After the final content delta and before `[DONE]`, the server emits one extra chunk with empty `choices` and a `usage` object:

```
data: {"id":"chatcmpl-…","object":"chat.completion.chunk","created":1740000000,"model":"electron","choices":[],"usage":{"prompt_tokens":20,"completion_tokens":8,"total_tokens":28,"prompt_tokens_details":{"cached_tokens":0}}}

data: [DONE]
```

## Consuming the stream

```python Python
import os
from openai import OpenAI

client = OpenAI(
    base_url="https://api.smallest.ai/waves/v1",
    api_key=os.environ["SMALLEST_API_KEY"],
)

stream = client.chat.completions.create(
    model="electron",
    messages=[{"role": "user", "content": "Tell me a fun fact."}],
    stream=True,
    stream_options={"include_usage": True},
)

text = ""
usage = None
for chunk in stream:
    if chunk.choices and chunk.choices[0].delta.content:
        delta = chunk.choices[0].delta.content
        print(delta, end="", flush=True)
        text += delta
    if chunk.usage is not None:
        usage = chunk.usage

print(f"\n\ntokens: {usage}")
```

```javascript JavaScript
import OpenAI from "openai";

const client = new OpenAI({
  baseURL: "https://api.smallest.ai/waves/v1",
  apiKey: process.env.SMALLEST_API_KEY,
});

const stream = await client.chat.completions.create({
  model: "electron",
  messages: [{ role: "user", content: "Tell me a fun fact." }],
  stream: true,
  stream_options: { include_usage: true },
});

let text = "";
let usage;
for await (const chunk of stream) {
  const delta = chunk.choices[0]?.delta?.content;
  if (delta) {
    process.stdout.write(delta);
    text += delta;
  }
  if (chunk.usage) usage = chunk.usage;
}
console.log("\n\ntokens:", usage);
```

```bash cURL (raw SSE)
curl -N -X POST "https://api.smallest.ai/waves/v1/chat/completions" \
  -H "Authorization: Bearer $SMALLEST_API_KEY" \
  -H "Content-Type: application/json" \
  -d '{
    "model": "electron",
    "messages": [{"role":"user","content":"Tell me a fun fact."}],
    "stream": true,
    "stream_options": {"include_usage": true}
  }'
```

## Client disconnect behavior

If the client closes the connection mid-stream, the server still finalizes usage and records the tokens that were actually generated.

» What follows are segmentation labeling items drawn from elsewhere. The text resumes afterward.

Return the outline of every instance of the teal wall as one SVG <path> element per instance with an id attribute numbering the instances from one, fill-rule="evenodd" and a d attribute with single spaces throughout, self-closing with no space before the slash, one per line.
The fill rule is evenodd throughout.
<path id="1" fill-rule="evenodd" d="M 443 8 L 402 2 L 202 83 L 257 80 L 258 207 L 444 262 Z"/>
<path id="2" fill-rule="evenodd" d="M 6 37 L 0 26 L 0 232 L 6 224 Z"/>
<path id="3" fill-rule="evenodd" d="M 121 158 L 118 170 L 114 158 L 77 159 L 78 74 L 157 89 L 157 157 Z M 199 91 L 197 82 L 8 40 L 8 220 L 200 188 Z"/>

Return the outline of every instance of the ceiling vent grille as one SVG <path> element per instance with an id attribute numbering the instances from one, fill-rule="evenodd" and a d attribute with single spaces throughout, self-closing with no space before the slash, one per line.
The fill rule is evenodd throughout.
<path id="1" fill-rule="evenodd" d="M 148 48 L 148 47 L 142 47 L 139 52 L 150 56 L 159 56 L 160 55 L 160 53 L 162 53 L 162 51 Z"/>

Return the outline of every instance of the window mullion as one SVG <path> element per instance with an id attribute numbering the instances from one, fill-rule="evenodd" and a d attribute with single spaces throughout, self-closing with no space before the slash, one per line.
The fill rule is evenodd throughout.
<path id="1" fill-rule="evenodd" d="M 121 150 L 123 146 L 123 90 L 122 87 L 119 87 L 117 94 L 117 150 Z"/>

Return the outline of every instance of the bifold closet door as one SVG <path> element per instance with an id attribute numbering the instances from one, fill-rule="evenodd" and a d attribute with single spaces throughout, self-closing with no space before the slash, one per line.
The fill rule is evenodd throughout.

You're billed only for what the model produced before the disconnect — no double-charge on retry.

## Latency profile

* **Time to first token (TTFT):** typically under 300 ms warm.
* Per-token interval after the first token: a few milliseconds; full sentences arrive in tens of milliseconds.

For voice-agent pipelines, start your TTS engine on the first `delta.content` chunk to mask end-to-end latency. See [Best Practices](/waves/documentation/llm-electron/best-practices) and the [Voice Agent cookbook](/waves/documentation/cookbooks/voice-agent-electron-pulse-lightning).